Müssten psychologisch geschulte Fachleute im Rahmen einer intensiven Zusammenarbeit nicht Verdacht schöpfen?

Das wäre natürlich wünschenswert, ist aber selten der Fall. Viele Menschen kommen schlicht nicht auf die Idee, dass ihr Kollege oder Bekannter pädosexuelle Straftaten begeht. Wir erleben häufig, dass das Umfeld eines Täters aus allen Wolken fällt, wenn derartige Straftaten bekannt werden.

Was für Lehren zieht man aus diesem Fall?

Es gilt genau hinzuschauen, wenn eine Beziehung einer erwachsenen oder deutlich älteren Person mit einem Kind «allzu nahe» erscheint. Wichtig ist auch, dass man unsichere Gefühle ernst nimmt und sich mit anderen über die eigenen Ahnungen und Beobachtungen austauscht. Zudem gibt es spezialisierte Fachstellen, bei denen man seine Beobachtungen überprüfen kann.

Offenbar hat T. B. systematisch betreute Buben in seiner Freizeit getroffen und zu sich nach Hausen genommen. Wie ist so etwas möglich?

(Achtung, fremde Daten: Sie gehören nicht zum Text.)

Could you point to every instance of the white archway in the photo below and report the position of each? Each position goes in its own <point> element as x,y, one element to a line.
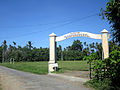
<point>104,36</point>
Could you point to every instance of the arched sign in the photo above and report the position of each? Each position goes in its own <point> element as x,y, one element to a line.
<point>104,36</point>
<point>78,34</point>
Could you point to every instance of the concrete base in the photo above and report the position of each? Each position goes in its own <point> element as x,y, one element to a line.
<point>52,67</point>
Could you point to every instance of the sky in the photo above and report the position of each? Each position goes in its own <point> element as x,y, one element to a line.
<point>34,20</point>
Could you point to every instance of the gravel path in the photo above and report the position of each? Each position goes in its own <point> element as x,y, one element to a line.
<point>11,79</point>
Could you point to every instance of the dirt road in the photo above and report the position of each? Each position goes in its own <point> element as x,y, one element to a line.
<point>11,79</point>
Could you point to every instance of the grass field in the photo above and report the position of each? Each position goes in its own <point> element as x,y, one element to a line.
<point>42,67</point>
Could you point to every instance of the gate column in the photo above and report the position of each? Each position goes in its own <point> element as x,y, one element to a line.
<point>52,52</point>
<point>105,44</point>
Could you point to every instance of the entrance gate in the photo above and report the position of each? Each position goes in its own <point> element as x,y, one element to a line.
<point>52,64</point>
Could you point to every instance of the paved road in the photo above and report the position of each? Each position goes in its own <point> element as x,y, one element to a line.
<point>11,79</point>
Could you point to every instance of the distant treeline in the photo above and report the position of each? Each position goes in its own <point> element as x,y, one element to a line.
<point>77,51</point>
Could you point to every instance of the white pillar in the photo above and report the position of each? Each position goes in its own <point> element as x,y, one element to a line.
<point>105,45</point>
<point>52,52</point>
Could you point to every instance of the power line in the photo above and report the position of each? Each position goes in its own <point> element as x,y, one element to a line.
<point>61,25</point>
<point>42,24</point>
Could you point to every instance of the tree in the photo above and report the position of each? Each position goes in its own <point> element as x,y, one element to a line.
<point>112,13</point>
<point>77,45</point>
<point>4,50</point>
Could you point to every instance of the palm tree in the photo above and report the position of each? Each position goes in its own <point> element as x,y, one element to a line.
<point>4,50</point>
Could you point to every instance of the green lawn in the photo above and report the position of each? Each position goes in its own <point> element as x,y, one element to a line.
<point>42,67</point>
<point>73,66</point>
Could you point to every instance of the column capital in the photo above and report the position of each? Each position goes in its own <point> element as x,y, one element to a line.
<point>104,31</point>
<point>52,35</point>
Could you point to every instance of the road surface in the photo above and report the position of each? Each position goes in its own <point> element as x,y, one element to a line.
<point>11,79</point>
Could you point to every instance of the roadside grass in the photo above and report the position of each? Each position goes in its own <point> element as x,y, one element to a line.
<point>32,67</point>
<point>42,67</point>
<point>72,66</point>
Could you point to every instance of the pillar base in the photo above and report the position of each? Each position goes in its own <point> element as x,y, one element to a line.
<point>52,66</point>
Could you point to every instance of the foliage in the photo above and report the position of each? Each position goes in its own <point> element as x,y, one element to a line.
<point>112,13</point>
<point>108,69</point>
<point>100,85</point>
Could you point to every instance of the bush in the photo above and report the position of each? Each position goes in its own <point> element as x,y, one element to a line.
<point>106,72</point>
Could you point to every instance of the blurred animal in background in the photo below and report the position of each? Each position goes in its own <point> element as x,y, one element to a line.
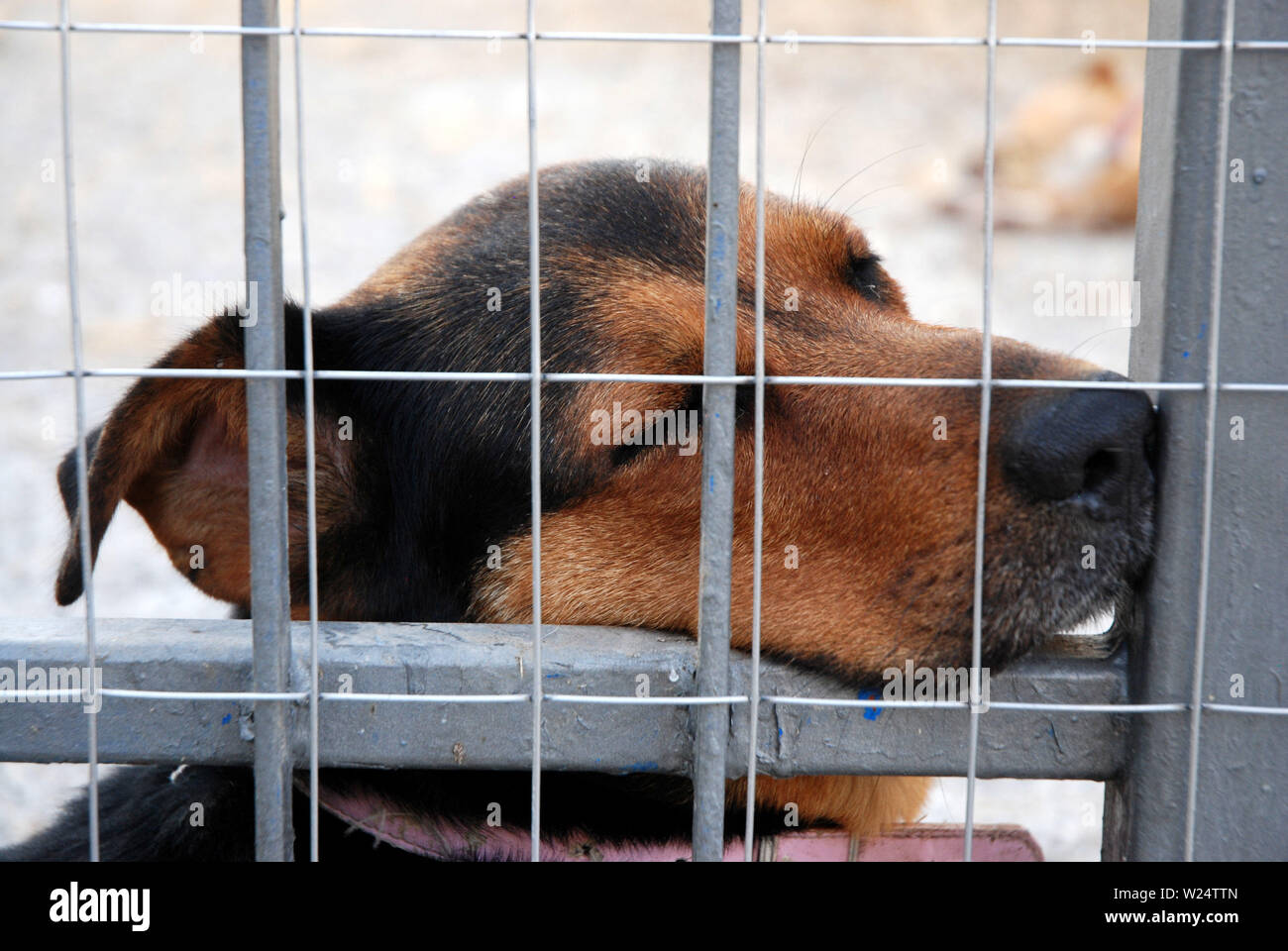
<point>1068,157</point>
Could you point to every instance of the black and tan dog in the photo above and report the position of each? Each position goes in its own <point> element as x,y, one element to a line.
<point>880,510</point>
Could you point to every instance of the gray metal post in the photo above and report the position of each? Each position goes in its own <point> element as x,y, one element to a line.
<point>1240,767</point>
<point>717,432</point>
<point>266,419</point>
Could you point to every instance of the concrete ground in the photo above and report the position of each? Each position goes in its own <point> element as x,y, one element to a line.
<point>398,133</point>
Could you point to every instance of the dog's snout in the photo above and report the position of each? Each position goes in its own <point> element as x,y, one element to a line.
<point>1090,445</point>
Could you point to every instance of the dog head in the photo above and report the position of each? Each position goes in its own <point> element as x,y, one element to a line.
<point>870,491</point>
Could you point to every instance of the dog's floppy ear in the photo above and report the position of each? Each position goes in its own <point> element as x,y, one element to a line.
<point>175,450</point>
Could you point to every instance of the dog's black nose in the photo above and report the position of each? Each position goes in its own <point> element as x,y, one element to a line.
<point>1089,445</point>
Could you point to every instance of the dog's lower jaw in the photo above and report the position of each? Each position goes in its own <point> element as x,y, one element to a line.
<point>859,804</point>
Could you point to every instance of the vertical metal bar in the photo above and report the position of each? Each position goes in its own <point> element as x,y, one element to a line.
<point>1240,767</point>
<point>717,435</point>
<point>1210,438</point>
<point>81,451</point>
<point>266,423</point>
<point>309,445</point>
<point>535,399</point>
<point>759,491</point>
<point>986,407</point>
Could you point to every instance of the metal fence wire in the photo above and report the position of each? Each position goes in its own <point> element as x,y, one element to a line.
<point>1189,775</point>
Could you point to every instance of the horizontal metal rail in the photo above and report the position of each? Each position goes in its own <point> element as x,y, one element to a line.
<point>626,37</point>
<point>1056,726</point>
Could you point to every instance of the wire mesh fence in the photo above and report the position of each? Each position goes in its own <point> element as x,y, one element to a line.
<point>1147,766</point>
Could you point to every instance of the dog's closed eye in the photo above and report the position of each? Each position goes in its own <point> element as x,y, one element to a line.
<point>863,273</point>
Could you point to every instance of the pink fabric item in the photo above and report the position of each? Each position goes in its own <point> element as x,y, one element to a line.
<point>918,843</point>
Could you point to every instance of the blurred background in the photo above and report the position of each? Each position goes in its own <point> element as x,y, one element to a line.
<point>399,132</point>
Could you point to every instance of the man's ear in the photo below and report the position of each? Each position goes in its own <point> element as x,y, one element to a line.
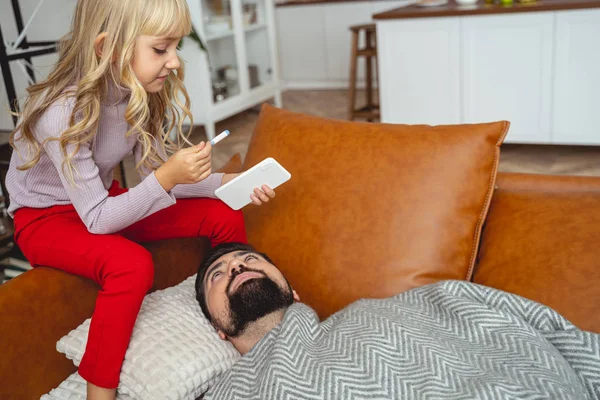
<point>99,44</point>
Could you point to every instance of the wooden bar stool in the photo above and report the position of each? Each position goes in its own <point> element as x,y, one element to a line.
<point>371,110</point>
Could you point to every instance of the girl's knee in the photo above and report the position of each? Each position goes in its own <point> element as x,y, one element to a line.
<point>135,269</point>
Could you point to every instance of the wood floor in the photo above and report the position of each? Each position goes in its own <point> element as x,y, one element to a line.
<point>560,160</point>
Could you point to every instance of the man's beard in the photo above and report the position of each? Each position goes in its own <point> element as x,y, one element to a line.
<point>254,299</point>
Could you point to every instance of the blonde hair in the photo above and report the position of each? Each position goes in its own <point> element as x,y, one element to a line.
<point>151,115</point>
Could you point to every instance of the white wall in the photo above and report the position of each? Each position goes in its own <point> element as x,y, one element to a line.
<point>52,21</point>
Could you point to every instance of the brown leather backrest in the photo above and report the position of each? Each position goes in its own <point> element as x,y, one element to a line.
<point>372,209</point>
<point>541,240</point>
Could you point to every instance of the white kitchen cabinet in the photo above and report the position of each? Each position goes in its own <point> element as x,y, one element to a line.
<point>538,70</point>
<point>576,105</point>
<point>419,66</point>
<point>242,59</point>
<point>314,41</point>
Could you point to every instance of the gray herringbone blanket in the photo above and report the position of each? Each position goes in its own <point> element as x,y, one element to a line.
<point>451,340</point>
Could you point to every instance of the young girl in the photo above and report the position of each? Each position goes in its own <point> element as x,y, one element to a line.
<point>116,88</point>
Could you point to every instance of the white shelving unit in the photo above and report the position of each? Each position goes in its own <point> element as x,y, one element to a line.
<point>241,63</point>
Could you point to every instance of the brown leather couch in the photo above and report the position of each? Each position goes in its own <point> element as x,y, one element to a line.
<point>540,239</point>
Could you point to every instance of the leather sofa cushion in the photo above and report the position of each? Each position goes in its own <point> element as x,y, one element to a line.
<point>371,210</point>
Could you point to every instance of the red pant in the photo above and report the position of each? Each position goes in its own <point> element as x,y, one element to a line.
<point>56,237</point>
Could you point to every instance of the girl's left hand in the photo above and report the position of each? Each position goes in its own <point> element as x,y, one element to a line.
<point>262,195</point>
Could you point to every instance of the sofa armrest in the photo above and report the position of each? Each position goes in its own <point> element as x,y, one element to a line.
<point>39,307</point>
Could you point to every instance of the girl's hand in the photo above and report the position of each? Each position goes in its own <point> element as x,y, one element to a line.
<point>262,195</point>
<point>187,166</point>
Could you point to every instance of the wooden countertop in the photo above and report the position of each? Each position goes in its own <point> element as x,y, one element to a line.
<point>481,8</point>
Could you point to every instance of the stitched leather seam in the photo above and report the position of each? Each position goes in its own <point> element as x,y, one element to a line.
<point>488,201</point>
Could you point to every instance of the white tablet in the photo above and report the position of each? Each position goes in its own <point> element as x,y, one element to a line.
<point>236,193</point>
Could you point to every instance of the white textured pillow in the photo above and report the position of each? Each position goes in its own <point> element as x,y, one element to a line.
<point>174,352</point>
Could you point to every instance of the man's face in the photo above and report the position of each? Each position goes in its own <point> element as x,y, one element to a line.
<point>241,287</point>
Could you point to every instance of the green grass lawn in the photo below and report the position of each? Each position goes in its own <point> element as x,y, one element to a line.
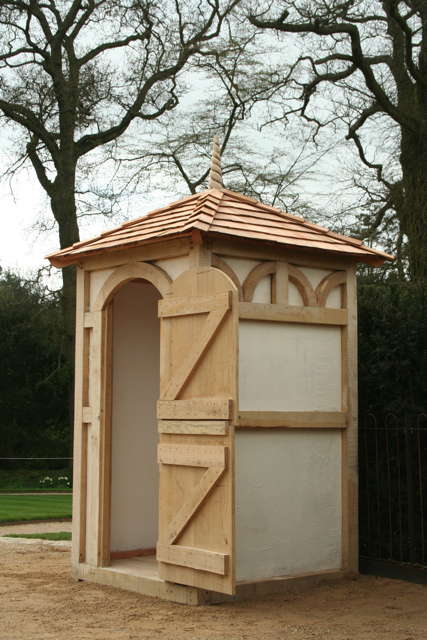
<point>53,535</point>
<point>38,507</point>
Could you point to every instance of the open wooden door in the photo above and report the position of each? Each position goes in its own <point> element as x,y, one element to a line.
<point>198,378</point>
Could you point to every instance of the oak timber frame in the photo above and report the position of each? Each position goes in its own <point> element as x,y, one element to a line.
<point>92,437</point>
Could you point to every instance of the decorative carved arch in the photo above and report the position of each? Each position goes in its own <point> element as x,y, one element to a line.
<point>133,271</point>
<point>221,264</point>
<point>296,276</point>
<point>254,276</point>
<point>329,282</point>
<point>302,283</point>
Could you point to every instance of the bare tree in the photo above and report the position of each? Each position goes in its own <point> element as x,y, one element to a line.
<point>74,75</point>
<point>232,96</point>
<point>368,59</point>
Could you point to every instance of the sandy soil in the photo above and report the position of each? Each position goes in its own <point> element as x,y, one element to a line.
<point>40,600</point>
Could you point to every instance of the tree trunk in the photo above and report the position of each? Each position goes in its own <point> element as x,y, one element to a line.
<point>64,209</point>
<point>412,210</point>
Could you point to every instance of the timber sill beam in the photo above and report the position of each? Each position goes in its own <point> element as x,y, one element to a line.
<point>292,419</point>
<point>285,313</point>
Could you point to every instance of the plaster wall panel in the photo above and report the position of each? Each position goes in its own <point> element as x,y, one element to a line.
<point>288,497</point>
<point>289,367</point>
<point>134,487</point>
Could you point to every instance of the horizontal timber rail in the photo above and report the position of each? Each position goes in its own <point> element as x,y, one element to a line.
<point>292,419</point>
<point>285,313</point>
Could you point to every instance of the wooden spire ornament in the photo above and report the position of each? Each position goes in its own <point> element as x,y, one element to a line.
<point>215,174</point>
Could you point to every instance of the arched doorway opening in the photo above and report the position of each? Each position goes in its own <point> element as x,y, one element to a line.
<point>135,358</point>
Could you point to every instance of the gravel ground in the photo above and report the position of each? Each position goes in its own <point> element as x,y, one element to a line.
<point>39,600</point>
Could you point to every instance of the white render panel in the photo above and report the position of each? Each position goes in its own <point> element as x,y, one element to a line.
<point>289,367</point>
<point>173,266</point>
<point>288,502</point>
<point>136,358</point>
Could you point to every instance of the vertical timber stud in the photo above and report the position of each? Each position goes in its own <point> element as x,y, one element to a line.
<point>95,419</point>
<point>106,434</point>
<point>350,547</point>
<point>80,428</point>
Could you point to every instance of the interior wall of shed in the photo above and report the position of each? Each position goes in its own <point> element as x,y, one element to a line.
<point>135,391</point>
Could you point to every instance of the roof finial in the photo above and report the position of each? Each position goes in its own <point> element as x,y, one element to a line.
<point>215,174</point>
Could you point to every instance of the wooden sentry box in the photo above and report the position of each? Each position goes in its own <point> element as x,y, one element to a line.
<point>216,401</point>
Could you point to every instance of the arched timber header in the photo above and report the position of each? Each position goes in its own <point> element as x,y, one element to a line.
<point>125,273</point>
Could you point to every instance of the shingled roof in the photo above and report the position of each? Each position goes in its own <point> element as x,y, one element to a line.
<point>220,211</point>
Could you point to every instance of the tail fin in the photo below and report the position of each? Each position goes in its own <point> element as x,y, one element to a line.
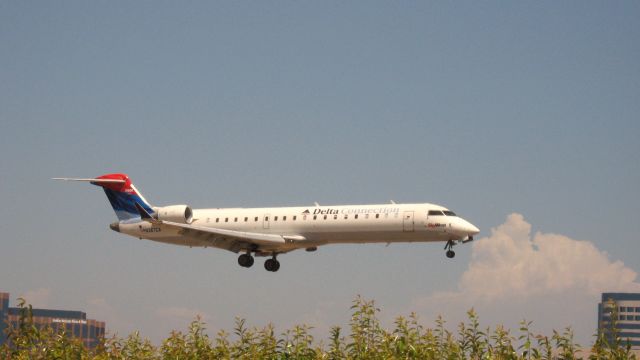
<point>122,194</point>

Viele pädosexuelle Täter haben einen sehr guten Zugang zu Kindern, schaffen es problemlos, deren Vertrauen zu gewinnen und so zu wichtigen Bezugspersonen zu werden. Offenbar schaffte dieser Mann es auch, das Vertrauen der Eltern zu gewinnen.

In einem Fall wurde nach Beschwerden zwar dafür gesorgt, dass er Buben nur noch in Begleitung trifft – aber untersucht wurde nichts. Wo hört die Verantwortung der Aufsichtsbehörden auf?

Da es sich bei diesen Delikten um Offizialdelikte handelt, hat eine Aufsichtsbehörde die Verantwortung, weitere Straftaten zu verhindern.

Ist es möglich, dass es bei einem Projekt, wie auf dieser Alp, zu einem Missbrauch kommen kann, obwohl noch ein weiterer Betreuer anwesend ist?

Sexuelle Ausbeutung kann überall geschehen. So ist es einem Täter durchaus möglich, unbeobachtete Momente und einsame Örtlichkeiten für seine Zwecke zu nutzen.

Wie kann man weitere Vorfälle in diesem Ausmass verhindern?

Kinder, Erwachsene und Fachleute müssen detailliert über Grenzen, Grenzverletzungen, sexuelle und körperliche Gewalt informiert werden.

* Regula Schwager arbeitet bei der Beratungs- und Informationsstelle Castagna als Psychologin und Psychotherapeutin.